D’après les informations recueillies, plusieurs options seraient envisagées. Certains jeunes évoqueraient la possibilité de profiter de la marche de l’opposition prévue le 3 juin pour faire connaître leurs préoccupations, tandis que d’autres privilégieraient une initiative distincte à une date ultérieure afin de démontrer leur mobilisation.

Un retour qui ravive des controverses passées
Le magistrat Makwanza et le procureur Émile Ndjale avaient déjà fait l’objet de critiques de la part d’une frange de la population locale concernant leur gestion de certains dossiers judiciaires. À l’époque, plusieurs accusations avaient été formulées à leur encontre par des citoyens et des organisations locales.
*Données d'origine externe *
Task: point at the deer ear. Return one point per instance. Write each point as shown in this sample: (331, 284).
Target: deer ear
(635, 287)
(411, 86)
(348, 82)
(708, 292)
Ces allégations portaient notamment sur de supposés abus dans l’exercice de leurs fonctions ainsi que sur des comportements jugés incompatibles avec leurs responsabilités. Toutefois, il convient de rappeler que ces accusations relèvent des dénonciations faites par leurs détracteurs et qu’elles n’ont pas nécessairement fait l’objet de décisions judiciaires définitives établissant leur responsabilité.
En juillet 2025, un mouvement de contestation populaire avait conduit à une forte tension dans la ville de Kenge, poussant les deux magistrats à quitter temporairement leur poste.
Entre interrogations et attentes
L’éventualité de leur retour suscite aujourd’hui diverses interrogations au sein de la population. Certains habitants estiment que cette décision risque de raviver des tensions encore présentes, tandis que d’autres appellent au respect des procédures administratives et judiciaires en vigueur.
Dans ce contexte, plusieurs observateurs plaident pour l’apaisement et le dialogue afin d’éviter toute escalade et de garantir le maintien de l’ordre public. Les autorités compétentes sont également attendues sur leur capacité à gérer cette situation avec sérénité et dans le respect de l’État de droit.
Alors que les spéculations se multiplient, l’attention reste désormais tournée vers les prochaines décisions administratives et les réactions qu’elles pourraient susciter au sein de la population de Kenge.